MPRE61 was further characterized by plotting BLAST hits of it to the 275,595 sequences in the trace archive of BAC-ends submitted by Sanger. These were plotted along with the repeat elements recognized by RepeatMasker. The most interesting observations included the fact that three times among the 140 hits a PRE1 was incorporated into MPRE61. PRE1 is a porcine specific SINE that is included in the RepeatMasker library. Several other examples existed of PRE1 next to a section of MPRE61, but the trace end occurred next to the PRE1, so that it may or may not have had the continuing section of MPRE61 on its other side.
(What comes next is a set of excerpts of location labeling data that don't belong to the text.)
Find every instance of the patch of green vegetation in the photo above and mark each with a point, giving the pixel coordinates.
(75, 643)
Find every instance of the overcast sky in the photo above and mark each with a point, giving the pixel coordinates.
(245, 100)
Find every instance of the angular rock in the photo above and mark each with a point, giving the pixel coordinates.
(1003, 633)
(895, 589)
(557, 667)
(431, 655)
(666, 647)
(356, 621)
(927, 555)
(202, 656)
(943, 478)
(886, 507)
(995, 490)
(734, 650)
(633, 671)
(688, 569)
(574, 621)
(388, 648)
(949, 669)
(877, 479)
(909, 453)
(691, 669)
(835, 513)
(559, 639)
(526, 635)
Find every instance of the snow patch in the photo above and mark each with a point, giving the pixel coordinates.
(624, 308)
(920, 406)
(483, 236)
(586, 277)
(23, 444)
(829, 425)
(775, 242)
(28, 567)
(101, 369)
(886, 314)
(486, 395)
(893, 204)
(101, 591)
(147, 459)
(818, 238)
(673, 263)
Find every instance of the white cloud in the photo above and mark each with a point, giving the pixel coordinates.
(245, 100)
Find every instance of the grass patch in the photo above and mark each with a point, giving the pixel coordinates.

No other REs were found to be incorporated into MPRE61, suggesting that MPRE61 replicated relatively recently. Another interesting observation was that the density of REs on the 3' side of MPRE61 was much higher than on the 5' side. To take a closer look at this, we collected the trace sequence 3' of the 62 hits that ended near (within 60 bp of) the 3' end of MPRE61 (length of 1059 bp). This flanking sequence, ranging in length from 12 to 1368 nucleotides, was analyzed for repeat content and distance of that content from the end of MPRE61 (Figure 5). Running RepeatMasker on the entire collection (275,595 sequences) of Sanger BAC-ends shows that the number of SINE elements is 75% greater than the number of LINE elements (203,206 vs. 116,107). The LINEs tend to be longer than the SINEs, so the total percentage of sequence occupied by the LINEs is actually larger (13.29% vs. 10.29%). The most obvious feature of Figure 5 is that LINEs are significantly over represented on the 3 prime side of MPRE61, particularly in the region closest to the end of MPRE61. For the 22 LINEs that occur within 80 bp of the end of MPRE61, 15 are oriented on the opposite strand and 7 on the same strand. At this point, there is no way to know which strand of MPRE61 might be transcribed. We arbitrarily chose one of the strands and used it consistently. Because the LINEs have a particular internal structure, the 5' and 3' ends are well defined. So another way of looking at the result would be to say that the LINEs occur on the 5' end of MPRE61 (or rather, its reverse complement) with 15 on the same strand and 7 on the opposite strand. Either way, there is less strand conservation than would be expected if MPRE61 used LINEs as a vehicle for either replication or integration.